Guigou: o uruguaio chegou após boas temporadas no Nacional, mas não teve grandes chances no time titular por causa da forte concorrência. Mesmo assim, teve alguns bons momentos e não comprometeu.

Totti: toques precisos e envolventes, dribles pontuais, precisão cirúrgica em bolas paradas, instinto artilheiro, chutes potentes e certeiros, e a raça de um verdadeiro gladiador. Essas são algumas das características que fizeram Francesco Totti, um romano na alma, no sangue e na carne, ganhar em tão pouco tempo a camisa 10, a braçadeira de capitão e o coração de todo e qualquer torcedor da Roma. Com ele em campo, a loba foi campeã italiana depois de 18 anos e voltou a ter identidade e respeito como há tempos não tinha. Craque maiúsculo e nascido para vestir o manto grená, o craque foi o principal destaque do time naquela era de ouro e se tornou o maior jogador da Itália na época. Embora tenha decepcionado na Copa de 2002, o meia deu a volta por cima em 2006, e conquistou o Mundial com a Azzurra. Um craque imortal que terá lugar aqui no blog assim que se aposentar – algo que o torcedor romano torce para que não ocorra tão cedo.

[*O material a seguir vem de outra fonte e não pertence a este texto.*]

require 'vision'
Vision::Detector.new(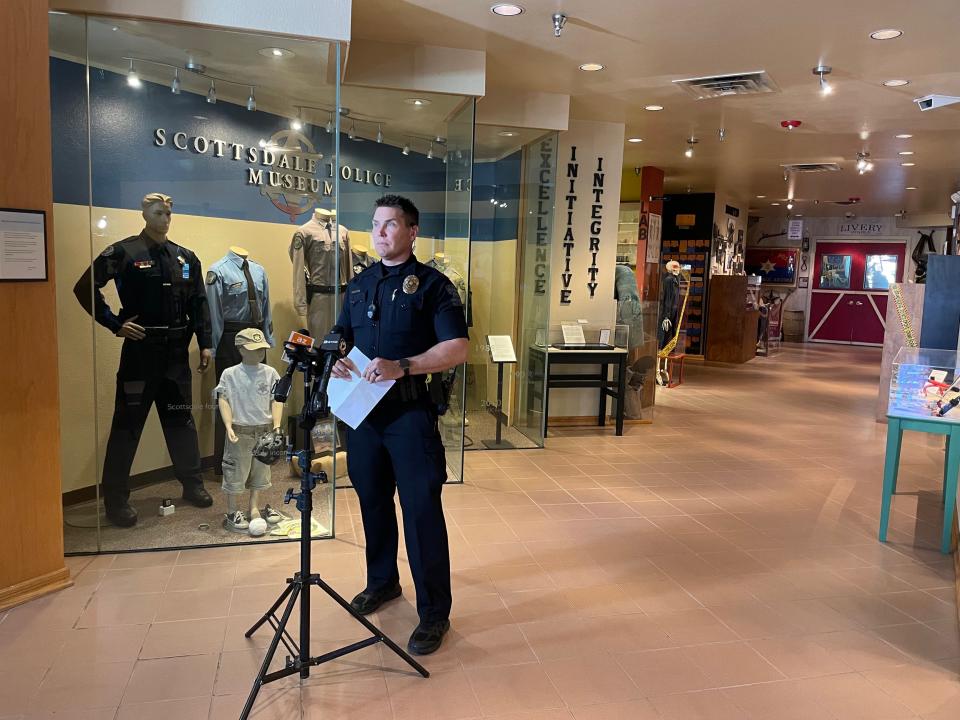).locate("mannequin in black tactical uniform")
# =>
[73,193,213,527]
[657,260,680,350]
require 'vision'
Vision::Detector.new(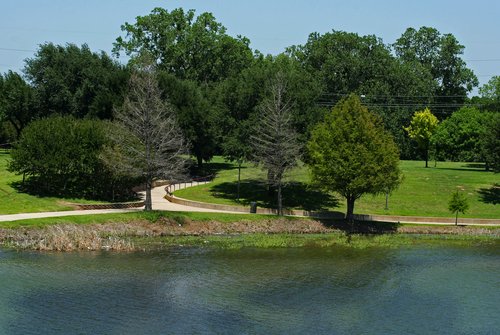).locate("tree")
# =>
[479,76,500,112]
[481,112,500,172]
[23,43,129,119]
[404,108,439,167]
[113,8,253,166]
[0,71,36,138]
[108,58,187,211]
[9,116,130,199]
[158,71,218,167]
[448,191,469,226]
[431,107,492,162]
[113,8,252,84]
[288,31,435,158]
[392,27,479,118]
[307,95,401,221]
[251,73,300,215]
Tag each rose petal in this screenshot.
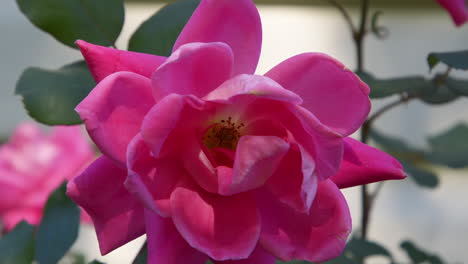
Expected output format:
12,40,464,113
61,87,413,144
330,137,406,188
203,74,302,104
218,136,289,195
173,0,262,75
76,72,155,166
258,180,351,262
213,246,276,264
266,144,318,213
265,53,370,136
67,156,145,255
171,187,260,260
125,135,187,217
436,0,468,26
145,210,208,264
152,42,233,99
76,40,166,82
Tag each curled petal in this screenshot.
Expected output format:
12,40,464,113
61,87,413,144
218,136,289,195
266,144,318,213
265,53,370,136
145,210,208,264
67,156,145,255
75,72,155,166
258,180,351,262
330,137,406,188
76,40,166,82
213,246,276,264
173,0,262,75
203,74,302,104
171,187,260,260
152,42,233,99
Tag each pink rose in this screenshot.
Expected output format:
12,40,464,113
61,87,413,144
436,0,468,26
68,0,405,264
0,123,94,230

Candela: o lateral francês pode não ter tido grandes chances na seleção, mas na Roma ele foi titular absoluto e fundamental para o título de 2001. Eficiente no apoio ao ataque e também na marcação, Candela foi muito bem e jogou de 1997 até 2005 na equipe da capital.

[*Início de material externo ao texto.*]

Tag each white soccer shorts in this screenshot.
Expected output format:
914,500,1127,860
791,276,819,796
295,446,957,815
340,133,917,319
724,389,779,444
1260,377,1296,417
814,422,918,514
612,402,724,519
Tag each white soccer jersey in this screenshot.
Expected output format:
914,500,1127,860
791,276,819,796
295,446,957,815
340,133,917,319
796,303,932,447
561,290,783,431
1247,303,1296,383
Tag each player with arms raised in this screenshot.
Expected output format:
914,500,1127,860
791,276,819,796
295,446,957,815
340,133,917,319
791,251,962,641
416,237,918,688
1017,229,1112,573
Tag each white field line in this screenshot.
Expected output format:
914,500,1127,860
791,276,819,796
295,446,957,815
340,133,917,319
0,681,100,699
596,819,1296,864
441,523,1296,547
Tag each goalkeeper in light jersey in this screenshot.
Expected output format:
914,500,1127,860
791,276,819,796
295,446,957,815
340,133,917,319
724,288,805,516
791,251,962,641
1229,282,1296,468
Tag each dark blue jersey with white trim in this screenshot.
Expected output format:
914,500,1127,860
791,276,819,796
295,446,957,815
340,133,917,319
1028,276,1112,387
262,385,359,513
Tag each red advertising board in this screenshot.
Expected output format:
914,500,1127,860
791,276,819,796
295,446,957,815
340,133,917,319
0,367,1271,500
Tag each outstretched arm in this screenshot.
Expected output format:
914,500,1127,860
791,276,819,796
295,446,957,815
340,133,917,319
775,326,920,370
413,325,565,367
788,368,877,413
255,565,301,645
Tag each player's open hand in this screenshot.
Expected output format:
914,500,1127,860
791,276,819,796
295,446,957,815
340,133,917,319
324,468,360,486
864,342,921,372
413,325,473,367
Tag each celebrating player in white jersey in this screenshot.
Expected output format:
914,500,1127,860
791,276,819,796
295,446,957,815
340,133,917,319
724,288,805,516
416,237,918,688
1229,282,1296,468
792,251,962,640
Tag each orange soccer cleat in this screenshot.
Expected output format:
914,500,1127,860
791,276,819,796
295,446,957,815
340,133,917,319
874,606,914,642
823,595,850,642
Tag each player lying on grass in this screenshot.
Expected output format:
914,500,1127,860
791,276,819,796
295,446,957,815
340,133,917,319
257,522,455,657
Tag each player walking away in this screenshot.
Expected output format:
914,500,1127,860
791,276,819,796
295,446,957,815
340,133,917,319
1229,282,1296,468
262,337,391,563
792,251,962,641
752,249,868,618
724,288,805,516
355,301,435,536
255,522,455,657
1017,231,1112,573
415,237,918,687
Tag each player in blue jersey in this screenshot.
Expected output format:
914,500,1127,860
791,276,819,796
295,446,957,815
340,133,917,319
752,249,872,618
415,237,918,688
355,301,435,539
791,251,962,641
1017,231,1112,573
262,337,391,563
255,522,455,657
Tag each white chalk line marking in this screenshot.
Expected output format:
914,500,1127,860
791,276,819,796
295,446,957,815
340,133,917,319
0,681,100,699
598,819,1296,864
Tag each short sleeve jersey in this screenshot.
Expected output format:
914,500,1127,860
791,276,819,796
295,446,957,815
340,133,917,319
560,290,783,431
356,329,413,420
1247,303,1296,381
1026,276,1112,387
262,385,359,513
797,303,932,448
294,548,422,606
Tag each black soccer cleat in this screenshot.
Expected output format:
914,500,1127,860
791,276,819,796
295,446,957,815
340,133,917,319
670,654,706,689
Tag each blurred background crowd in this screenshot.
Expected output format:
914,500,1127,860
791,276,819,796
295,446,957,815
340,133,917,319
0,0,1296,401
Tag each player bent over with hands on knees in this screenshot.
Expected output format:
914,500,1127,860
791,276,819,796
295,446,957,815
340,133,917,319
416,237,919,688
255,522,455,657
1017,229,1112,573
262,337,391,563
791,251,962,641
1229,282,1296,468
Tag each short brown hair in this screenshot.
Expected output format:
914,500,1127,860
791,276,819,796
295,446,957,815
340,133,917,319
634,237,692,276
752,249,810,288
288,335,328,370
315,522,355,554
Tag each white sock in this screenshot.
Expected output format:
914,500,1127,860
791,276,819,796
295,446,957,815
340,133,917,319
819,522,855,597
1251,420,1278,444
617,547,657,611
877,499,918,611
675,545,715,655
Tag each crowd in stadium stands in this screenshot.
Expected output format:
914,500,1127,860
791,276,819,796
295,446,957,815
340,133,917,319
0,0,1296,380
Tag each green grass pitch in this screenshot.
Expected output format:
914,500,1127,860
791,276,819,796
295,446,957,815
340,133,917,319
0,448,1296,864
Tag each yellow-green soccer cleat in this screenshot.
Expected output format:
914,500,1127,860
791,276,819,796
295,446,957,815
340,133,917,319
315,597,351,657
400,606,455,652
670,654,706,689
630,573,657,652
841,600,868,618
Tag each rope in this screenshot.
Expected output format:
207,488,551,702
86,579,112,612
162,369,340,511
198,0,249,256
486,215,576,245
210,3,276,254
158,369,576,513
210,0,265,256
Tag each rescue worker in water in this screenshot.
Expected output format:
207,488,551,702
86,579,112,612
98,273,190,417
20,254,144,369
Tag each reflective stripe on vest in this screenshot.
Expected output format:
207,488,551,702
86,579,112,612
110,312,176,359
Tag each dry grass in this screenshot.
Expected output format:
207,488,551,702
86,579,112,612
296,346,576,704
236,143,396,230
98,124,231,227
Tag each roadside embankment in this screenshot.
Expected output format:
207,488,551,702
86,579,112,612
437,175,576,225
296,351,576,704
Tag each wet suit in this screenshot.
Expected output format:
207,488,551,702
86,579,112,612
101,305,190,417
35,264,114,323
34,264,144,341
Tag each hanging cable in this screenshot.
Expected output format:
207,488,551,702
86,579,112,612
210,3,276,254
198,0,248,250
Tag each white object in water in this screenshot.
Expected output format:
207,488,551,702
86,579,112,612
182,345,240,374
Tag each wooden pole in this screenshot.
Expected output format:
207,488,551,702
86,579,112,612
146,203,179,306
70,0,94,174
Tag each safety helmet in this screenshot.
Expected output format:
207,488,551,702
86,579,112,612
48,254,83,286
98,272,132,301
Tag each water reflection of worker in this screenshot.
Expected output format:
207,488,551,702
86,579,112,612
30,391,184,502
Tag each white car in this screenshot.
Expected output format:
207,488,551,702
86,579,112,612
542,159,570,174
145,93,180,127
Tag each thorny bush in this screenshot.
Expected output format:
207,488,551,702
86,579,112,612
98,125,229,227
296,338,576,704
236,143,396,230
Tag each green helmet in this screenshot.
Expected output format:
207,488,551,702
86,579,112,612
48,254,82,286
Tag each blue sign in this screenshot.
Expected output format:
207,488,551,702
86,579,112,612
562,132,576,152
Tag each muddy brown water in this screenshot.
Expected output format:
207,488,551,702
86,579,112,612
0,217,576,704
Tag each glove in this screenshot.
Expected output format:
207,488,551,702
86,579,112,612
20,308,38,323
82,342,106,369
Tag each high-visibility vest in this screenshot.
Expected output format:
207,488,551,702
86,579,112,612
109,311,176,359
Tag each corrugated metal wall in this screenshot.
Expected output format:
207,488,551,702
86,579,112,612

Batistuta: muitos o criticaram quando ele deixou a Fiorentina para jogar na Roma, mas Batigol fez valer cada centavo gasto pela diretoria romana com o que ele mais gostava e sabia fazer: gols. Foram 20 só no Campeonato de 2000-2001, desempenho que ajudou a equipe da loba a conquistar o tricampeonato nacional. Considerado um dos maiores atacantes da história, Batistuta já foi lembrado aqui no blog.

Com Batistuta, a Roma ganhou enorme poder de fogo no ataque
Com Batistuta, a Roma ganhou enorme poder de fogo no ataque

Montella: goleador nato e com excelente senso de colocação, o “L´Aeroplanino” voou, literalmente, em seus tempos de Roma. Com faro artilheiro, Montella foi decisivo para o título de 2001 e brilhou na capital entre 1999 e 2007. É o quinto maior artilheiro da história do clube com 103 gols marcados.

Delvecchio: foi outro que teve destaque mesmo com o rodízio promovido por Capello. Jogando como ponta de lança ou extremo esquerdo, Delvecchio fez grandes partidas, marcou gols importantes e foi um ótimo pivô para os gols dos companheiros.

Nakata: o japonês ficou apenas uma temporada na Roma, mas foi o bastante para se tornar o talismã do time no empate heroico contra a Juventus, na reta final do Scudetto de 2001, quando marcou um gol e participou de outro. Após o título, jogou em outras equipes do Calcio e se aposentou no futebol inglês, em 2006, como um dos mais talentosos jogadores da história do futebol asiático.

Fabio Capello (Técnico): vencedor como poucos e talentoso ao extremo, Fabio Capello soube extrair o máximo de um elenco equilibrado e competitivo e montou uma Roma aguerrida, goleadora e muito talentosa. Saindo um pouco do defensivismo tão clássico na Itália, o treinador não hesitou em colocar praticamente três homens na frente, além de dois laterais ofensivos. Com pulso firme nos momentos delicados e de pressão, venceu o quinto Scudetto de sua carreira com a loba.